The story goes that when the legendary A K Ramanujan told a folktale to Karnad and Chandrashekhar Kambar, both went on to write plays based on it: Kambar’s was the lovely lush musical Siri Sampige and Karnad wrote the stunning Nagamandala.
The title of his autobiography is Aaadaadtha Aayusha. It translates to ‘’A Life in Play’’, another title that speaks to the reality of how he lived his life. It could be said that he scripted his passing with the same principled vision that held his dramaturgy together. There was no ritual, no priests, no state funeral was allowed, no television coverage nor any crush of the public. It was private as he wished it to.
No tribute to Girish Karnad would be complete without referring to Sirsi and Dharwad in Karnataka. It is in his formative years here, that the cornerstones of his sensibility were set. There was no electricity in the Sirsi of his childhood, but the dark hours were filled with the telling of stories, myth, legend and folklore, his delighted distilling of which was to find its way into being a highlight of his vision and work. It was in Dharwad at the Manohara Grantamala, a small publishing house, that he met the wise mentors who nurtured his talent.

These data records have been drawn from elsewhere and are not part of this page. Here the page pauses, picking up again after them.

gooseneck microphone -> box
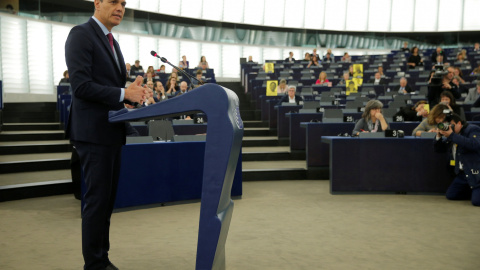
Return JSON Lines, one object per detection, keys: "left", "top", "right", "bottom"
{"left": 150, "top": 50, "right": 204, "bottom": 90}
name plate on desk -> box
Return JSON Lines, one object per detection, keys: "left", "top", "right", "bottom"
{"left": 385, "top": 129, "right": 401, "bottom": 137}
{"left": 393, "top": 115, "right": 404, "bottom": 122}
{"left": 359, "top": 132, "right": 385, "bottom": 138}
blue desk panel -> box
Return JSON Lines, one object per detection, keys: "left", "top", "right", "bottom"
{"left": 321, "top": 136, "right": 451, "bottom": 194}
{"left": 114, "top": 142, "right": 242, "bottom": 209}
{"left": 305, "top": 122, "right": 428, "bottom": 167}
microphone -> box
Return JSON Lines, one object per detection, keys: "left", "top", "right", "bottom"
{"left": 150, "top": 50, "right": 204, "bottom": 90}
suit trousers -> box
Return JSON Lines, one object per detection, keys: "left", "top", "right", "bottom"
{"left": 74, "top": 141, "right": 123, "bottom": 270}
{"left": 446, "top": 171, "right": 480, "bottom": 206}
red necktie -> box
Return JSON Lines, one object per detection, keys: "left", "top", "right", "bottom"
{"left": 107, "top": 33, "right": 114, "bottom": 52}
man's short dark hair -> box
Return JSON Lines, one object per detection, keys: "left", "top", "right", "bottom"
{"left": 449, "top": 113, "right": 465, "bottom": 125}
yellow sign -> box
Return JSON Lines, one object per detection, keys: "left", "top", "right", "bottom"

They published all his works and despite the global acclaim and opportunity that came his way, Karnad stayed loyal to them throughout his life and career. His upbringing, his clear love and celebration of all that he imbibed here, is what makes his work uniquely Indian while also speaking to the issues of the world.
He was awarded the Padma Shri, one of India’s top civilian honours, in 1974, and the Padma Bhushan in 1992. In 1998 he was the recipient of the Jnanpith award, India’s highest literary prize for his contribution to modern Indian drama.

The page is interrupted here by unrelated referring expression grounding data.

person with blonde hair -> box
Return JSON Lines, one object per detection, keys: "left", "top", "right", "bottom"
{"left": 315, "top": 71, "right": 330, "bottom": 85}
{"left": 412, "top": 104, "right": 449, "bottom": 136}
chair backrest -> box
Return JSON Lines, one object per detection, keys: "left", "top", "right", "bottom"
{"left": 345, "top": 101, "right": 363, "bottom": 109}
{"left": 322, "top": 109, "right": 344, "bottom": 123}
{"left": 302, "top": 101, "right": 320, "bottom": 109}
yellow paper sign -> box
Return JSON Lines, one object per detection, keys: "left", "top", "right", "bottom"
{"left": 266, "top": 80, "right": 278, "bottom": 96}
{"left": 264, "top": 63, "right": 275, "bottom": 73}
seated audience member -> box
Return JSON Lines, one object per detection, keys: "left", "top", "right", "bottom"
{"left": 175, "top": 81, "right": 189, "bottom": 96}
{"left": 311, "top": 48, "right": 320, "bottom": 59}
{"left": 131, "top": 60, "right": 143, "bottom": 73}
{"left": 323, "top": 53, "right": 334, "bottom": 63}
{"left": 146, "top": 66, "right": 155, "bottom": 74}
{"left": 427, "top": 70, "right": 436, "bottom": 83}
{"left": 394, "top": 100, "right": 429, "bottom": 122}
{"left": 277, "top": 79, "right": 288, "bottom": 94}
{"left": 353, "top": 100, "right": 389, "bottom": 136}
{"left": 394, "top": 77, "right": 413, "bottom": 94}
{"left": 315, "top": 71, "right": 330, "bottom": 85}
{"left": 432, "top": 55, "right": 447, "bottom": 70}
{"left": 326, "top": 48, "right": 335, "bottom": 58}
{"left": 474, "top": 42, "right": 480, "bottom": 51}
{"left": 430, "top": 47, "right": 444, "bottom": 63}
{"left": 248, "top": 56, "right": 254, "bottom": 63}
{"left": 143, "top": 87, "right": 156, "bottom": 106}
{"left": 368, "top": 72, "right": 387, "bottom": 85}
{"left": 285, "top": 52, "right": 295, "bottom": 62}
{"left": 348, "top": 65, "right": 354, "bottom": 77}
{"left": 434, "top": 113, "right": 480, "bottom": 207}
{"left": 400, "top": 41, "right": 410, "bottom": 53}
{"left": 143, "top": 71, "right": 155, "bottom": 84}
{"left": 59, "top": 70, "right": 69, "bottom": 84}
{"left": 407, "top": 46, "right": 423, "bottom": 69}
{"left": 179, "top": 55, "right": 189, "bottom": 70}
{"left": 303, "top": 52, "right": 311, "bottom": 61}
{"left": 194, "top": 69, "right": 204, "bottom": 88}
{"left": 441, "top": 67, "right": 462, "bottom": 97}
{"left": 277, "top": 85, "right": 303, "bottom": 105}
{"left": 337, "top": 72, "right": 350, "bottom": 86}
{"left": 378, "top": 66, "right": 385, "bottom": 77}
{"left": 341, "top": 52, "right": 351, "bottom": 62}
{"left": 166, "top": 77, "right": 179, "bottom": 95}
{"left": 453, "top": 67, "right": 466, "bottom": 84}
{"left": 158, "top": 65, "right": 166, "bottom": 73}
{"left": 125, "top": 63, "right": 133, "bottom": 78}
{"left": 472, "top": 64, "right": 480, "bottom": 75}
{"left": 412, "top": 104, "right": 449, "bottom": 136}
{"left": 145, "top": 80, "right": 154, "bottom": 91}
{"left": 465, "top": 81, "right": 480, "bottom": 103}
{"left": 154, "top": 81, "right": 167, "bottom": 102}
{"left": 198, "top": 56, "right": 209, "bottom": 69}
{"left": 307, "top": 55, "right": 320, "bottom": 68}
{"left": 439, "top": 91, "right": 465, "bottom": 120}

Karnad was unafraid to take unpopular positions on the matters of the day. His was a strident voice for the rights of women, for the LGBT community, for respect for all castes and creeds. When the name for Bengaluru’s airport was being discussed, he voted for Tipu Sultan as against as against Kempegowda, and his choice didn’t go down too well with the powers that be. He wrote a play on Tipu as well. His play on the eccentric king Tughlaq is considered one of his best. His Taledanda is a play about Basava, the 12th century poet and reformer.

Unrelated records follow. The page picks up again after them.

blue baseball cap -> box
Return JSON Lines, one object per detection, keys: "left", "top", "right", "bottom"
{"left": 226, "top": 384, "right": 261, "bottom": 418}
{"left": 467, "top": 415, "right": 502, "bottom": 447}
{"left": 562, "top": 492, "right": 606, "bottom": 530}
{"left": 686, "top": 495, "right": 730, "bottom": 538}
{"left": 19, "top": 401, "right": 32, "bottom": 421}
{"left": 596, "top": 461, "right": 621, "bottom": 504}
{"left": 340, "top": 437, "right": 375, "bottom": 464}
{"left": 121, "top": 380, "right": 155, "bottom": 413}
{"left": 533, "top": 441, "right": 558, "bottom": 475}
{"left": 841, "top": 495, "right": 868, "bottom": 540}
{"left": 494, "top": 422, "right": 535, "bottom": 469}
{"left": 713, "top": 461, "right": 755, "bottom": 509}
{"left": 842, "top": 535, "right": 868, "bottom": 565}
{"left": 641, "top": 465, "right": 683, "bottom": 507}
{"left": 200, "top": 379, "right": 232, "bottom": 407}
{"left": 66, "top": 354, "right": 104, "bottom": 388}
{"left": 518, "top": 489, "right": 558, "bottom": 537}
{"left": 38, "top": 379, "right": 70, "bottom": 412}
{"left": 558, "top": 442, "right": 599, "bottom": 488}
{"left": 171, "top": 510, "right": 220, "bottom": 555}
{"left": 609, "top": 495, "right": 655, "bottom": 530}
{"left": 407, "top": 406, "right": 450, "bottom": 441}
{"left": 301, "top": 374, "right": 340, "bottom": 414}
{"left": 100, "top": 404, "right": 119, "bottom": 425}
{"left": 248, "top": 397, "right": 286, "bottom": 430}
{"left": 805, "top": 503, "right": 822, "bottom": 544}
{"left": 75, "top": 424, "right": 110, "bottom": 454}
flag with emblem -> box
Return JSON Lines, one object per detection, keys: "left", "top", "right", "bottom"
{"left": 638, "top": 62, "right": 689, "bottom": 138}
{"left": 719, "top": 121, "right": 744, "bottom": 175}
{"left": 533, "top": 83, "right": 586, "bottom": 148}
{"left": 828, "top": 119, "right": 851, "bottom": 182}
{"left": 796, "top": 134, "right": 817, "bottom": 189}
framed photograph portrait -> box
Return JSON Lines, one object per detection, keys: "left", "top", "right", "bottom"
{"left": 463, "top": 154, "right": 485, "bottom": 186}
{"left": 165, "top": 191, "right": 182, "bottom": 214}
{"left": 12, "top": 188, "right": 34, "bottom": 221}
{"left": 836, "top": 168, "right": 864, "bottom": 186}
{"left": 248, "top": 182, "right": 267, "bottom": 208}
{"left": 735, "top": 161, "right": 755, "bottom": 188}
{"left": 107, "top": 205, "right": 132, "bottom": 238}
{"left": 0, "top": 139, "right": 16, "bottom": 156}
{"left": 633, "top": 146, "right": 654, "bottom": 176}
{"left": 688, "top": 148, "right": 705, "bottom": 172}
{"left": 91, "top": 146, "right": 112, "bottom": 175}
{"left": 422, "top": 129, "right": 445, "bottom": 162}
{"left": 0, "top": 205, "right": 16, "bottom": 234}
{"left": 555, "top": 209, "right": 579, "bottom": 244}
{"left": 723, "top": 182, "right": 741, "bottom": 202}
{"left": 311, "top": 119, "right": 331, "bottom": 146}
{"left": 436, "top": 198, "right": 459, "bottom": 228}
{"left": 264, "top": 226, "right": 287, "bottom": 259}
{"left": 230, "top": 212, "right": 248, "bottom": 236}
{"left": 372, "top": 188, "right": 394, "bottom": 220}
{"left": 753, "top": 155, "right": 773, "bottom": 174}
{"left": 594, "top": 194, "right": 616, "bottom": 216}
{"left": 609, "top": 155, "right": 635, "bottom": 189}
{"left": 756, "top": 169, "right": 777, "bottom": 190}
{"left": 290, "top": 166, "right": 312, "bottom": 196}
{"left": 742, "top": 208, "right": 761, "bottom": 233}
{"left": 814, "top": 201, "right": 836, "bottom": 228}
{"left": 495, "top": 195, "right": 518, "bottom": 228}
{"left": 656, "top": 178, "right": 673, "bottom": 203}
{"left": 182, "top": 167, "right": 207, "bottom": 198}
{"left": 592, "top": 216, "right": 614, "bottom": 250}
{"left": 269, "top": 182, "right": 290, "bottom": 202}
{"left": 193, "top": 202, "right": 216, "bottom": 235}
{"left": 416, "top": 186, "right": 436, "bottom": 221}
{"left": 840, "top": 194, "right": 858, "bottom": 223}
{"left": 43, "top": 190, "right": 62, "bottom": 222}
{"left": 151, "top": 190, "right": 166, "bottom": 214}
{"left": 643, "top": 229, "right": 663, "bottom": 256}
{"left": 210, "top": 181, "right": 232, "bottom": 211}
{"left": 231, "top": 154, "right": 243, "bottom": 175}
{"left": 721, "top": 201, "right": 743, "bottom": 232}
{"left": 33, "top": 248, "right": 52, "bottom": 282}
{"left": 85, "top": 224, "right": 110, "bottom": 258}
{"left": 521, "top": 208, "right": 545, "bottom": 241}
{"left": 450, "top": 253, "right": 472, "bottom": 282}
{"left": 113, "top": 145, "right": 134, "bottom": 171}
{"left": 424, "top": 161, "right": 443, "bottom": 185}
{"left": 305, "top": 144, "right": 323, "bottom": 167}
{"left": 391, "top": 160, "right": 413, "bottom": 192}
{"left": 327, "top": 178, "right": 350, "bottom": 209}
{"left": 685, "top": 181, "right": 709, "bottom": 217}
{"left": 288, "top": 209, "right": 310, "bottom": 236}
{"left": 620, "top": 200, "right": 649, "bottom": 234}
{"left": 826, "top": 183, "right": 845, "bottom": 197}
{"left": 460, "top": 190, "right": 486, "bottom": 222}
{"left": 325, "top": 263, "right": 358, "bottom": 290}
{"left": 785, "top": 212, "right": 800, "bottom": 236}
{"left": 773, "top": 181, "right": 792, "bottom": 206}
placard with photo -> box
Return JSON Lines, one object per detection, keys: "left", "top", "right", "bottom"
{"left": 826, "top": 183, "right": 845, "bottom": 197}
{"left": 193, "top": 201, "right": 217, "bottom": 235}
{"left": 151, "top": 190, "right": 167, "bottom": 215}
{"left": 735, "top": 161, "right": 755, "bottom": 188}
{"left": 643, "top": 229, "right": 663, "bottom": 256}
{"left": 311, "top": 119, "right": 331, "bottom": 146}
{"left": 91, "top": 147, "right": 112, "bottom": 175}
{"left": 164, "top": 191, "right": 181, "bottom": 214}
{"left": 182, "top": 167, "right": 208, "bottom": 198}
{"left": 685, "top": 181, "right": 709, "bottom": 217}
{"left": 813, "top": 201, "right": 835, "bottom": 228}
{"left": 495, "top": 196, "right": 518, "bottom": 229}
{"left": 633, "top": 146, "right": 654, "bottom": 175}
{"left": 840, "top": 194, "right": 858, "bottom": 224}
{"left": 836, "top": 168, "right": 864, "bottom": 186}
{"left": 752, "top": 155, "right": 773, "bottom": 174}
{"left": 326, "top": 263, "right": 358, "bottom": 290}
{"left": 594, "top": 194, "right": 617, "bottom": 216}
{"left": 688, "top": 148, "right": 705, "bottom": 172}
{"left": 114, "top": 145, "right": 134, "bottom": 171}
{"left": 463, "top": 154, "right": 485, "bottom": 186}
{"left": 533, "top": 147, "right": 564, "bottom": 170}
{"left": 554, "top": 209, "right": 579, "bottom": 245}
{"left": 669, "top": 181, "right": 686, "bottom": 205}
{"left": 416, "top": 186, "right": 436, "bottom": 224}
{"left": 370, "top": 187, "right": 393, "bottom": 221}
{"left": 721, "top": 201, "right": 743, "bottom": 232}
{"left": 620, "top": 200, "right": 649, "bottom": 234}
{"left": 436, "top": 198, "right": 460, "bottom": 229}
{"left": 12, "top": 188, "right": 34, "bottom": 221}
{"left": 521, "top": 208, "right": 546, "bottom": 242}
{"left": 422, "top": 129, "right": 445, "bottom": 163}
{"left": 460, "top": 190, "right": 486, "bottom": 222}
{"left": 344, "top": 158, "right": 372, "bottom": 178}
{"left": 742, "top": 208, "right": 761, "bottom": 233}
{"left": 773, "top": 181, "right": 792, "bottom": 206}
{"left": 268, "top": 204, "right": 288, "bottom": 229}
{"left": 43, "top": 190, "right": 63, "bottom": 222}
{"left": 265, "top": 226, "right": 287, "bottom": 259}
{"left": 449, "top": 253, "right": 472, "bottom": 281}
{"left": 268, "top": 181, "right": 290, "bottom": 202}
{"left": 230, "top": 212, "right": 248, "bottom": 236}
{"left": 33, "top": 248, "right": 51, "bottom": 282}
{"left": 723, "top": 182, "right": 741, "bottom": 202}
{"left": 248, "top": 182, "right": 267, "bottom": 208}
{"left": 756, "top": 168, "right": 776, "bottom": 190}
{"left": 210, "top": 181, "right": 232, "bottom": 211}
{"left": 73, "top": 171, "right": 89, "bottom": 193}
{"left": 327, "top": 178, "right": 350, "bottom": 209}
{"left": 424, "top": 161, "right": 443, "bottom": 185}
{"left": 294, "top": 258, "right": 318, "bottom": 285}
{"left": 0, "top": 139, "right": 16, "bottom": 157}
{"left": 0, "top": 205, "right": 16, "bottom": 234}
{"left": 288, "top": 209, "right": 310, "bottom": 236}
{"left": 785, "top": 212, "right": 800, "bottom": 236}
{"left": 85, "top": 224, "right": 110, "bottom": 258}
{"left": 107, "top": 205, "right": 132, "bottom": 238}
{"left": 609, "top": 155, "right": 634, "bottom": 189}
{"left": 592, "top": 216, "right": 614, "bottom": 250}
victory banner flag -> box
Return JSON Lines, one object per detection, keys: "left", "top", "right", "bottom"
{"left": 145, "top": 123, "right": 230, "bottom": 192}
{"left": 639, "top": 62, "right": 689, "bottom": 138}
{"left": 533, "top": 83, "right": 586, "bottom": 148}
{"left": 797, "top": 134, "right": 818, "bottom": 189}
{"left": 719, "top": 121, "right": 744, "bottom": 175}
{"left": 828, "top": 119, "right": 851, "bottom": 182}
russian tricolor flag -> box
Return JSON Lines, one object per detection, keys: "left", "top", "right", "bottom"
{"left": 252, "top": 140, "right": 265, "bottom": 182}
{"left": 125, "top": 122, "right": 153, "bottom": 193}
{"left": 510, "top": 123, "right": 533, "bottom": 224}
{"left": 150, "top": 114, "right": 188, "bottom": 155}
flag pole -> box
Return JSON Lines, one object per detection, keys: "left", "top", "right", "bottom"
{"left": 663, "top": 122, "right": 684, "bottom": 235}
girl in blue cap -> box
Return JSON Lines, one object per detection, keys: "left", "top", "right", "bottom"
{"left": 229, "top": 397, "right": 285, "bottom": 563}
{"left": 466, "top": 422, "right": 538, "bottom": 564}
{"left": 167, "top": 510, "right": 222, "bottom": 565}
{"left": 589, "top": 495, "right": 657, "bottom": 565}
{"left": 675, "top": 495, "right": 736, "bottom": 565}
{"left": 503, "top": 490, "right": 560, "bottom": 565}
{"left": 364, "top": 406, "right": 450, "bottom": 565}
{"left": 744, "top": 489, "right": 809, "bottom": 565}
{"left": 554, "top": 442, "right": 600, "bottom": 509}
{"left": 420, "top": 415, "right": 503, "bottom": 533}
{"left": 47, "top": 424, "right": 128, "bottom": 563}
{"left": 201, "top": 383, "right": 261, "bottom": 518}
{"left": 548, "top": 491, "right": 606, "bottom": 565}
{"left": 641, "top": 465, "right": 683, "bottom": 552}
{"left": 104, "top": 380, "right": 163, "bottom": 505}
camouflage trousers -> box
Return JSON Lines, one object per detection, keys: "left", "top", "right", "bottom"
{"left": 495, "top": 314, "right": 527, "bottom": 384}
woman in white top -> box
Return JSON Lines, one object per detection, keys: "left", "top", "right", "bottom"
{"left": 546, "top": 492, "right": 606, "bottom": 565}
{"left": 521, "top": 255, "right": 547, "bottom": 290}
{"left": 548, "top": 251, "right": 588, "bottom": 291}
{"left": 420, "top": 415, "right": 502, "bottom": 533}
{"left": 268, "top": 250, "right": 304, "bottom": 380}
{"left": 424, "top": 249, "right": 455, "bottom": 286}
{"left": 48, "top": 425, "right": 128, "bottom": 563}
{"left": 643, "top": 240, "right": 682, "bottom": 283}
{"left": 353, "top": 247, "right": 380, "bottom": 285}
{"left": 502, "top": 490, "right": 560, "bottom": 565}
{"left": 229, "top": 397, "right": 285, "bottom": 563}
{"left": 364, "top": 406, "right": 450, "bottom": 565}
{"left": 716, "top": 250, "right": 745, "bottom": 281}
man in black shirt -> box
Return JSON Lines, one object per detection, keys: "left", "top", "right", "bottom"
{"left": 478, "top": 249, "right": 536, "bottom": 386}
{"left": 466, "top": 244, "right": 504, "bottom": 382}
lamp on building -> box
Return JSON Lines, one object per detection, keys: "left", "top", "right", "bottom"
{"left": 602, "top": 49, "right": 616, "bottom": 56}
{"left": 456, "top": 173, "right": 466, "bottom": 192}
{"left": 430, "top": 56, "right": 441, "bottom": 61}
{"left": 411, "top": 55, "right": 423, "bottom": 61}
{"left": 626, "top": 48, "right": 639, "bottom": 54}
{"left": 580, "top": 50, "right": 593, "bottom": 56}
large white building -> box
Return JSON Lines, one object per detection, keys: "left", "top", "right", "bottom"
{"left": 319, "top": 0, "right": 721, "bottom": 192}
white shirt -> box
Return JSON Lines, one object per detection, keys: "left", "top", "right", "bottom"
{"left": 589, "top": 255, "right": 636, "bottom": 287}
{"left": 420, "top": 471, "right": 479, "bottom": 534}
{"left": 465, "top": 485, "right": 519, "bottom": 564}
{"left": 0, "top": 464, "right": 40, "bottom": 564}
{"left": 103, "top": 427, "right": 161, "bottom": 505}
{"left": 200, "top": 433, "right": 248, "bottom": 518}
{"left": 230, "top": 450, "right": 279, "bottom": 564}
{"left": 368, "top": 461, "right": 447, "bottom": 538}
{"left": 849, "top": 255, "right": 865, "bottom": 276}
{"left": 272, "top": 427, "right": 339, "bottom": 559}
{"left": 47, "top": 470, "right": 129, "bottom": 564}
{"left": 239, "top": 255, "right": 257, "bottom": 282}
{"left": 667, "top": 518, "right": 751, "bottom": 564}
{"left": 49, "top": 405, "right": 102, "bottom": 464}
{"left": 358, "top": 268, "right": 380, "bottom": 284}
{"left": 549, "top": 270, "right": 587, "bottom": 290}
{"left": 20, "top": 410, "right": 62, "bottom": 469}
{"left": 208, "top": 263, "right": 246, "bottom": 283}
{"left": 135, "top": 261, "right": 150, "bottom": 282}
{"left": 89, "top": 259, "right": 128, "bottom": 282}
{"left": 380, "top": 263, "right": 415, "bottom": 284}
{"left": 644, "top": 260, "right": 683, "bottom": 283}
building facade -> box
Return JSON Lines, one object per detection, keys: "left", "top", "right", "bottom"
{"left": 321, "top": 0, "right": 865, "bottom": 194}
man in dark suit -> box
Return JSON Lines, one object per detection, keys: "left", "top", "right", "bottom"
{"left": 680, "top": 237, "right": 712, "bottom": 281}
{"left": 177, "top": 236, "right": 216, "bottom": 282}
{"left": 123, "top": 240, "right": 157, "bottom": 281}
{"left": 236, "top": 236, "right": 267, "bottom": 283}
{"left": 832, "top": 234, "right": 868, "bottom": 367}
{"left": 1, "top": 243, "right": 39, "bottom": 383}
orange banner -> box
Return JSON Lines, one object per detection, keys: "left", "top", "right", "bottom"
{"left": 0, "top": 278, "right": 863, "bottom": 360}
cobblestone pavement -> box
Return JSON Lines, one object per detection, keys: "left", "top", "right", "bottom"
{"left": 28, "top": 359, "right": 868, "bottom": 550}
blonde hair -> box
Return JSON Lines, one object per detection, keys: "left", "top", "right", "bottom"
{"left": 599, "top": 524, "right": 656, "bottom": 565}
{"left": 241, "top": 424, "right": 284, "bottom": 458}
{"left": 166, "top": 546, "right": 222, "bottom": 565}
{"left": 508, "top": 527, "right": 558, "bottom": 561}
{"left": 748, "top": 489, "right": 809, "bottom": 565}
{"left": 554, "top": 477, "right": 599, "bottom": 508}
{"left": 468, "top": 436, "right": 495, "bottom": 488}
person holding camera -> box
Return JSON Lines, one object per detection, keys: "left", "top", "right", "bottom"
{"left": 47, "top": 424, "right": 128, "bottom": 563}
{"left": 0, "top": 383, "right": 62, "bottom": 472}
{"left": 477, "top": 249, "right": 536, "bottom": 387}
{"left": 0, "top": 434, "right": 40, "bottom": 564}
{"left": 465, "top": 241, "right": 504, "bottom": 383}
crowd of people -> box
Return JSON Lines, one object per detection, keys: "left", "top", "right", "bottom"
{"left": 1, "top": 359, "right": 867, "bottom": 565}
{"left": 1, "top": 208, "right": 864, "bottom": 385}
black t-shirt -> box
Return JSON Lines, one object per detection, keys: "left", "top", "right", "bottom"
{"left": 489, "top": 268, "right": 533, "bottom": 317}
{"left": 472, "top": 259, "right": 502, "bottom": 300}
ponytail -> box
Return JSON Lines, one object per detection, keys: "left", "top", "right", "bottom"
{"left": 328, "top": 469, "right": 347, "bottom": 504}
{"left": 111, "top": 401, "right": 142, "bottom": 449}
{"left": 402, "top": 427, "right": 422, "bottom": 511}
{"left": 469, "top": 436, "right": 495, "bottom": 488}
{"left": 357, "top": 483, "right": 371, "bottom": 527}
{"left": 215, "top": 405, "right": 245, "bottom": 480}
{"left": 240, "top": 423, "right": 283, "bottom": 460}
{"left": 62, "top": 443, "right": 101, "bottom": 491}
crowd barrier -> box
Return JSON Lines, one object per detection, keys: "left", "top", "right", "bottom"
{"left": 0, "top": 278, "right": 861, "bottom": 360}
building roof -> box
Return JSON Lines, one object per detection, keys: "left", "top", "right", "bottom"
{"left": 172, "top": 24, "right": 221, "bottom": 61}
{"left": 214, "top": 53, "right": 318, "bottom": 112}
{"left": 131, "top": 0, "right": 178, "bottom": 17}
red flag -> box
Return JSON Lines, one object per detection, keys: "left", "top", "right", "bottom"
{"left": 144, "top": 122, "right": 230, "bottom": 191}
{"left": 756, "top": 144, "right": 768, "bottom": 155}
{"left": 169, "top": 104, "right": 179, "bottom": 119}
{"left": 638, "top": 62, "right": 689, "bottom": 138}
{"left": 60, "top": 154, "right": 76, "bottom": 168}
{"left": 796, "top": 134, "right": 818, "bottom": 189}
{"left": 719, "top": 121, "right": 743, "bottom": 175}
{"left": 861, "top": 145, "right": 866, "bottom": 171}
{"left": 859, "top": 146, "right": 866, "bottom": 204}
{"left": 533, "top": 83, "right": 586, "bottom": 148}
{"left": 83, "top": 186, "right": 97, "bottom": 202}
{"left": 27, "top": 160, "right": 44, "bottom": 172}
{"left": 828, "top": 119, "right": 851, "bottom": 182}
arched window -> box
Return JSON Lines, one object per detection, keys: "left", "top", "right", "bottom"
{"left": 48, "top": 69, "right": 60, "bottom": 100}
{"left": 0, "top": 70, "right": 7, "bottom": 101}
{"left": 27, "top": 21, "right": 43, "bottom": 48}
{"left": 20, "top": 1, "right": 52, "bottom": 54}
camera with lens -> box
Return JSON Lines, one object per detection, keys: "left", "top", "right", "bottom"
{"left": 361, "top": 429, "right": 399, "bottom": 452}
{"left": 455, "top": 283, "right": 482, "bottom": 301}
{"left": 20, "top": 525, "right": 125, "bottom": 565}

Karnad’s commitment to communal harmony, cultural diversity and reform of social ills also could be traced to his upbringing in Sirsi. The story goes that in a church near his home, the service happened in Konkani, Karnad’s mother tongue. It was entirely natural for him to attend the church every Sunday and participate and listen to Bible stories, along with his siblings and other friends, despite his family belonging to the Chitrapur Saraswat Brahmin community. On another occasion, when a raised chair was required for an important Chitrapur Saraswat personage visiting the Karnad residence in Sirsi, it was entirely natural for the church to lend the chair it reserved for the Bishop. “The church had no problem that the chair was being borrowed to seat a Hindu religious head,” says Karnad.
That time, of this sort of simple and innocent accommodation of difference, of a multiverse of fellowship, where if one strand divided you another came forth to tie you together, is no more, and, along with the passing of Girish Karnad a resonant voice of this sensibility and for peace and coexistence is also no more.